Re: [HACKERS] Re: Improve OR conditions on joined columns (common star schema problem)

From: Andres Freund <andres(at)anarazel(dot)de>
To: Tom Lane <tgl(at)sss(dot)pgh(dot)pa(dot)us>
Cc: Jim Nasby <jim(dot)nasby(at)openscg(dot)com>, pgsql-hackers(at)lists(dot)postgresql(dot)org
Subject: Re: [HACKERS] Re: Improve OR conditions on joined columns (common star schema problem)
Date: 2018-03-30 02:05:27
Message-ID: 20180330020527.hllsqse2vwqldfa5@alap3.anarazel.de
Views: Raw Message | Whole Thread | Download mbox | Resend email
Thread:
Lists: pgsql-hackers

Hi,

I've only skimmed the thread, looking at the patch on its own.

On 2018-01-04 17:50:48 -0500, Tom Lane wrote:
> diff --git a/src/backend/optimizer/plan/plaindex ...dd11e72 .
> --- a/src/backend/optimizer/plan/planunionor.c
> +++ b/src/backend/optimizer/plan/planunionor.c
> @@ -0,0 +1,667 @@
> +/*-------------------------------------------------------------------------
> + *
> + * planunionor.c
> + * Consider whether join OR clauses can be converted to UNION queries.
> + *
> + * The current implementation of the UNION step is to de-duplicate using
> + * row CTIDs.

Could we skip using the ctid if there's a DISTINCT (or something to that
effect) above?
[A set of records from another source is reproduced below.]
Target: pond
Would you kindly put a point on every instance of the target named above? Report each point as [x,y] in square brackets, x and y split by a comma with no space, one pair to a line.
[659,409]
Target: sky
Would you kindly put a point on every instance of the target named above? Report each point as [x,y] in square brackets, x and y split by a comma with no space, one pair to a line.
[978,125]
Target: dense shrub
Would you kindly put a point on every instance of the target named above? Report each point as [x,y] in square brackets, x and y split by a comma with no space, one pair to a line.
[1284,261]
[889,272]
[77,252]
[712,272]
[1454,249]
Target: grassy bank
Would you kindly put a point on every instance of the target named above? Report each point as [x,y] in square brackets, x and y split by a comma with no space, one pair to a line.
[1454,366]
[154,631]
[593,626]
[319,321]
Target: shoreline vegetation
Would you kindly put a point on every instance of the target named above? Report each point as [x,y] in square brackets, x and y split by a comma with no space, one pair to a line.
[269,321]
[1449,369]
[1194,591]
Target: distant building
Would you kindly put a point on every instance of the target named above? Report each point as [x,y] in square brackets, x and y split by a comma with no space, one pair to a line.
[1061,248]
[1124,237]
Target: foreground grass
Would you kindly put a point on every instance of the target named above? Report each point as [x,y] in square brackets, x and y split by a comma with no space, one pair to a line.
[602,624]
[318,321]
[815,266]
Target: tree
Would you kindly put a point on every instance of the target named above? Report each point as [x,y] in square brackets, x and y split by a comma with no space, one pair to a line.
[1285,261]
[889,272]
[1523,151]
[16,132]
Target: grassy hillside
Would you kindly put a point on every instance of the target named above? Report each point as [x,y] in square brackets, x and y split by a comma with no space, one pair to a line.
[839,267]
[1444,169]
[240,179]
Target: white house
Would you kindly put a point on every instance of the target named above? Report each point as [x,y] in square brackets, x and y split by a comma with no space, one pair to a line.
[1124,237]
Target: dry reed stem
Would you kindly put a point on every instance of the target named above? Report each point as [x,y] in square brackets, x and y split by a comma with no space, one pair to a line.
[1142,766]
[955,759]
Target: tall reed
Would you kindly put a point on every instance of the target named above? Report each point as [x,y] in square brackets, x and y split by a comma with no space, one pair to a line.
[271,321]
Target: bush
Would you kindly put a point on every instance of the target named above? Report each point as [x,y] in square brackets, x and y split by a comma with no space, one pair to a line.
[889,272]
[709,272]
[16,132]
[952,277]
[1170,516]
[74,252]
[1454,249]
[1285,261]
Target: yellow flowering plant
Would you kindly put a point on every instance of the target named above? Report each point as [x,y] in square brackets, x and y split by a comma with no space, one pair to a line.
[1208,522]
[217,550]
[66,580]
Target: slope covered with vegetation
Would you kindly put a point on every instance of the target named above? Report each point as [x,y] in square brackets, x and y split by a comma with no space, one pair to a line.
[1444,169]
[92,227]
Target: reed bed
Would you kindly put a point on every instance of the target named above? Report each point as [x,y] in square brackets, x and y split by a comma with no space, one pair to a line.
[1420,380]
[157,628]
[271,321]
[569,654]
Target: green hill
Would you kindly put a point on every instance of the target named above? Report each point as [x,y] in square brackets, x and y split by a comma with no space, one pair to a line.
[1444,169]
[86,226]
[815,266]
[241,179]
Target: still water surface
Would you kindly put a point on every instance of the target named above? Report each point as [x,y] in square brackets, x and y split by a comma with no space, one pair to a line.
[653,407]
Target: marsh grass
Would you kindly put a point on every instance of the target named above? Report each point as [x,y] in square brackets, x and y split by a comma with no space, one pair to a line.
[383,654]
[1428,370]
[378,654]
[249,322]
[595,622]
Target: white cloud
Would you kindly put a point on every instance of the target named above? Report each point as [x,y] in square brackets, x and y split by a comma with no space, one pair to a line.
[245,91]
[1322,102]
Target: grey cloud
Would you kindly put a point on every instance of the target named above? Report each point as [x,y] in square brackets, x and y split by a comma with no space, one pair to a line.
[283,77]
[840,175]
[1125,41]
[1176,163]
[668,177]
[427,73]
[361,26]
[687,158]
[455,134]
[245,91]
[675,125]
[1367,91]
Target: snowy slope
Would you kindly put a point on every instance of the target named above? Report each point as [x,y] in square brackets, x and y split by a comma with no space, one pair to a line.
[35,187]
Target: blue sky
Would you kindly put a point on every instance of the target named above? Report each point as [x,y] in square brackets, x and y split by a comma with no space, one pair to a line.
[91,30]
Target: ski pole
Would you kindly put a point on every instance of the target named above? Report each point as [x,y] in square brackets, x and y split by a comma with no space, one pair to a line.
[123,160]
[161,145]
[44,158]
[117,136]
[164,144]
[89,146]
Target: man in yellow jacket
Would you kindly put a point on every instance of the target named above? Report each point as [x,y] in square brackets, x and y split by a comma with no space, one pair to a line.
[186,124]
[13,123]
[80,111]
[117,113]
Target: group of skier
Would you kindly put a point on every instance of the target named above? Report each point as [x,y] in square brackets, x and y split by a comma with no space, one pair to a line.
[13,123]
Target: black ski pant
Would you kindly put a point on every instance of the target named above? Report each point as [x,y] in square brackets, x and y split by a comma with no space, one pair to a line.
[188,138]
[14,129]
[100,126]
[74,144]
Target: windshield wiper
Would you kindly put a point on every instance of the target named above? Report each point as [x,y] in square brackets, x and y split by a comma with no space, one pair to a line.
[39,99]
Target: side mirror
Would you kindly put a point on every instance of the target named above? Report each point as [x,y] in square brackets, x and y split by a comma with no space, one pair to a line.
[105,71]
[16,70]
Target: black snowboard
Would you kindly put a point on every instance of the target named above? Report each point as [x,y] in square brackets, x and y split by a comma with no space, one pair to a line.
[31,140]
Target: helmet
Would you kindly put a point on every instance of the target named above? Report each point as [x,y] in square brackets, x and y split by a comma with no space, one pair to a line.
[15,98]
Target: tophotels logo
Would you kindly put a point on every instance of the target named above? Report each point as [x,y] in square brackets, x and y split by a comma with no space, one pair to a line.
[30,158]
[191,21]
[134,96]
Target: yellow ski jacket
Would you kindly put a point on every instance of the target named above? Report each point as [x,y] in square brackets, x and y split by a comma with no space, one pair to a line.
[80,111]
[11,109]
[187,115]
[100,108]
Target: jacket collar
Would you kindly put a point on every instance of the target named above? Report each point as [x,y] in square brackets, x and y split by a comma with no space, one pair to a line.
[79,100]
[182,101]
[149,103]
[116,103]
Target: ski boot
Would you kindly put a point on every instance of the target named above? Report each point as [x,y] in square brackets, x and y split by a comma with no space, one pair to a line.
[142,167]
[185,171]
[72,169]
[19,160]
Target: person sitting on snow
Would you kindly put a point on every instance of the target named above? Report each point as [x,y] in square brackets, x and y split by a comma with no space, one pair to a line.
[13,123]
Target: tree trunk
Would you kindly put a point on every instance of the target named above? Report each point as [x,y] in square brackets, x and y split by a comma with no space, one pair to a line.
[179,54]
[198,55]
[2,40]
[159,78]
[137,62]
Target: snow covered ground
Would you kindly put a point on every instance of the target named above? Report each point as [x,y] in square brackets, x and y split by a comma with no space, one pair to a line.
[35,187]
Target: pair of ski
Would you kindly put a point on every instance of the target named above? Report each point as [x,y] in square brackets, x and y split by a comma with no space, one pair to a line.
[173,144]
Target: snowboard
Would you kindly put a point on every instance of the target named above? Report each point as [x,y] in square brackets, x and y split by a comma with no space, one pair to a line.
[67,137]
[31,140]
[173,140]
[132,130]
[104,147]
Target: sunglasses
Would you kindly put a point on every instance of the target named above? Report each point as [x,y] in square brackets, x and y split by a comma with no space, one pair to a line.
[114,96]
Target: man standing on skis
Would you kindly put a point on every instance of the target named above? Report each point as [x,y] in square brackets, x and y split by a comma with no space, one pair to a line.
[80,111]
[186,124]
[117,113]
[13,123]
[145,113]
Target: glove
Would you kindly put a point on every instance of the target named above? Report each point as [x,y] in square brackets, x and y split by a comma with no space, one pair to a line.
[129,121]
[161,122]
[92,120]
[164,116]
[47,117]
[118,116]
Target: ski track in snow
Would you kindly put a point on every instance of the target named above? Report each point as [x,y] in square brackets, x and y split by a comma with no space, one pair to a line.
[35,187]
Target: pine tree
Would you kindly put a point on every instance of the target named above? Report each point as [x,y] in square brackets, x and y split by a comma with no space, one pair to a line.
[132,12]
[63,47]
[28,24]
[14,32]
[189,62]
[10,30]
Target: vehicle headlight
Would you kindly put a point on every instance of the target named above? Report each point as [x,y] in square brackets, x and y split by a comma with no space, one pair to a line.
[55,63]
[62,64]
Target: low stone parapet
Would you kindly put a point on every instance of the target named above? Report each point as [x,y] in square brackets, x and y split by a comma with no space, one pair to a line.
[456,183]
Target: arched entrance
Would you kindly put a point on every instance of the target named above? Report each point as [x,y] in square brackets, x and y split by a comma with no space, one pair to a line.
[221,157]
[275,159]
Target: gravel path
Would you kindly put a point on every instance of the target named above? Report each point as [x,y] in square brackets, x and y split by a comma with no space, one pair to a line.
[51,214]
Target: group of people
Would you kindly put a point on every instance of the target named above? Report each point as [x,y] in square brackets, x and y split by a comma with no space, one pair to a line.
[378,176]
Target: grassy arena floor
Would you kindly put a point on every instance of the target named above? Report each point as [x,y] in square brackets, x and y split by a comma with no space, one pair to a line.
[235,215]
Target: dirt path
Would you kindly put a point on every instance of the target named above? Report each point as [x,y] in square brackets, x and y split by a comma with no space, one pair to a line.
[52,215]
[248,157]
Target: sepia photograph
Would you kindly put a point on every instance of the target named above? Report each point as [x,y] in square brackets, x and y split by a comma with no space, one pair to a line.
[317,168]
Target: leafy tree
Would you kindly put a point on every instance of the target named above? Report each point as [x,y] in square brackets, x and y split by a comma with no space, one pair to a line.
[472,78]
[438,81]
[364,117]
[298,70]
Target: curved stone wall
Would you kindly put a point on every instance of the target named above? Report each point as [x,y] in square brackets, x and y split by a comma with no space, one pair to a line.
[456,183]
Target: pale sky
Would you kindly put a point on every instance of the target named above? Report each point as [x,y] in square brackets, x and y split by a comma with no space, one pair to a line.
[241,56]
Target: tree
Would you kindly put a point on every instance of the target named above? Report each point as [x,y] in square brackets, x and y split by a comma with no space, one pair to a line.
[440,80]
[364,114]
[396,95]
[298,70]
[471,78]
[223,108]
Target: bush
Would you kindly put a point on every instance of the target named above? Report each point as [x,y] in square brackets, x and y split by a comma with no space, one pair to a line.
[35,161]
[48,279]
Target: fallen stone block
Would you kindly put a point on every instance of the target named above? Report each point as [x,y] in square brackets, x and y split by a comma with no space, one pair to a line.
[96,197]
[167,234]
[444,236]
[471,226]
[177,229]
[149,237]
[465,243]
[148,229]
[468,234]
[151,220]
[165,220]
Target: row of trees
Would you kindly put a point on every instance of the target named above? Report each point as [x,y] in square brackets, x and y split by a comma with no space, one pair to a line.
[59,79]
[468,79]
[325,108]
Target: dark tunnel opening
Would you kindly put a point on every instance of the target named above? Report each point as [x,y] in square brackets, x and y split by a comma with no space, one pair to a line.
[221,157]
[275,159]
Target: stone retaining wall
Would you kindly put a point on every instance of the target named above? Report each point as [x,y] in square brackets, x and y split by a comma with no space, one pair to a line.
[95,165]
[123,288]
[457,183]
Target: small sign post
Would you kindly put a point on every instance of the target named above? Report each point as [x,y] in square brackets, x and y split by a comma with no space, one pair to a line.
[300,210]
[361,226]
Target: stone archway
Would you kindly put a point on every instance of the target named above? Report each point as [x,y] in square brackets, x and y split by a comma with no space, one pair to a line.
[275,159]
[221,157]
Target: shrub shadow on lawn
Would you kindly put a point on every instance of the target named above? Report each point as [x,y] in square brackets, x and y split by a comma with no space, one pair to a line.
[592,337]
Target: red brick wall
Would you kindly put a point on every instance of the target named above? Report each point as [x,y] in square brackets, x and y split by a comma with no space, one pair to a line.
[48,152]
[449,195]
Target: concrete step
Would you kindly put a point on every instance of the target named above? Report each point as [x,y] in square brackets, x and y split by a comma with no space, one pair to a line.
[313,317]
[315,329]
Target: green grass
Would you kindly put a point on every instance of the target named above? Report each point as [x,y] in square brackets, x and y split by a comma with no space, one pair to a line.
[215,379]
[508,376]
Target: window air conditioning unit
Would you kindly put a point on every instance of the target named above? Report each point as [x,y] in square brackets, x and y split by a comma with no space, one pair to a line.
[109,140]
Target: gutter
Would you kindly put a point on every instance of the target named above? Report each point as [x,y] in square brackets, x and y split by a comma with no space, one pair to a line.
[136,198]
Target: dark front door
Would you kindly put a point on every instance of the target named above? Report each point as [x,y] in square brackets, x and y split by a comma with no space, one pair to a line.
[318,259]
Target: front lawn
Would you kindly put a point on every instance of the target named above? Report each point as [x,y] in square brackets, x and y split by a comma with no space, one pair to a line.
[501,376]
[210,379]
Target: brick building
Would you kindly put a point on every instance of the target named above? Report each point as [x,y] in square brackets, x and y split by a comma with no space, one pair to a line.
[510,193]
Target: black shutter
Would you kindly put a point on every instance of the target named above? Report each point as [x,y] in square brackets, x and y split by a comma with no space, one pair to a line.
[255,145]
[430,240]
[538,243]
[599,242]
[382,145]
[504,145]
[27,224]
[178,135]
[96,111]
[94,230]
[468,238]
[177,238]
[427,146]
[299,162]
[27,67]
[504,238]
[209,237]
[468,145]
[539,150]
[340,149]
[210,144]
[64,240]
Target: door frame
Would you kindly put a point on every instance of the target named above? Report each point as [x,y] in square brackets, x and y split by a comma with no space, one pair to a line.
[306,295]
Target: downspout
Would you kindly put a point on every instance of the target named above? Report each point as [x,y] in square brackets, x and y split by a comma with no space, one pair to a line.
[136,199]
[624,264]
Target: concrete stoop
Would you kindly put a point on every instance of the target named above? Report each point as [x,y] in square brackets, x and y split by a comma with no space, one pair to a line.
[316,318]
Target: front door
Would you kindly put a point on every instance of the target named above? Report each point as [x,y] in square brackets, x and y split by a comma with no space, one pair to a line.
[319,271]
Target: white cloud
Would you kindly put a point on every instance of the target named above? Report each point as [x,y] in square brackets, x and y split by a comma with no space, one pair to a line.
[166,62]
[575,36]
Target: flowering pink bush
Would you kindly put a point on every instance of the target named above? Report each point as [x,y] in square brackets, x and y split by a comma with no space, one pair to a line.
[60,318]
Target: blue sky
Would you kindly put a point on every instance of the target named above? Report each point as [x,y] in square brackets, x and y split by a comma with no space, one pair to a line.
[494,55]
We do not need to avoid removing rows that are identical
if that's done anyway.

> A big limitation is that this only works on plain relations,
> + * and not for instance on foreign tables. Another problem is that we can
> + * only de-duplicate by sort/unique, not hashing; but that could be fixed
> + * if we write a hash opclass for TID.

I wonder if an alternative could be some sort of rowid that we invent.
It'd not be that hard to introduce an executor node (or do it in
projection) that simply counts row and returns that as a
column. Together with e.g. range table id that'd be unique. But for that
we would need to guarantee that foreign tables / subqueries /
... returned the same result in two scans. We could do so by pushing
the data gathering into a CTE, but that'd make this exercise moot.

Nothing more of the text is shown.